The oldest known seal of Bruges dates from 1199. It shows a fortress
and some fleurs-de-lis. A second seal shows a similar composition. The
arms first appeared on a third seal, known since the late XIIIth century.
The seal still shows a fortress or city gate, but in the base of the
seal is a small shield with the bars and lion. In the seal from 1289
the number of bars was increased form six to eight. The meaning of the bars,
however is not known.
The arms were first officially granted by the Count of Flanders in
1304. The lion is most likely derived from the lion of
Flandersshown in a different colour (blue instead of black).
The colours are known since the XIVth century.
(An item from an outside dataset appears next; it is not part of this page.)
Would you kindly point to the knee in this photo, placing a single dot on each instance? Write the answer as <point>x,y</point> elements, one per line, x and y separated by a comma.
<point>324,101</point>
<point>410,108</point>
Source: International Civic Heraldry website, by Ralf Hartenmink, quoting Servais' Armorial de Belgique and information given by the municipal administration.
Ivan Sache, 13 April 2005
Former municipal flags of Bruges, c. 1900 - Images by Ivan Sache, 12 June 2005
Nouveau Larousse Illustré, Dictionnaire Universel
Encyclopédique (7 volumes, published in Paris, 1898-1904) shows the flags of the main Belgian cities, then based on the traditional colours of the cities.
Two flags are shown for Bruges, both horizontally divided red-white-blue but differing by the ratio of the stripes, 1:6:1 and 1:1:1, respectively.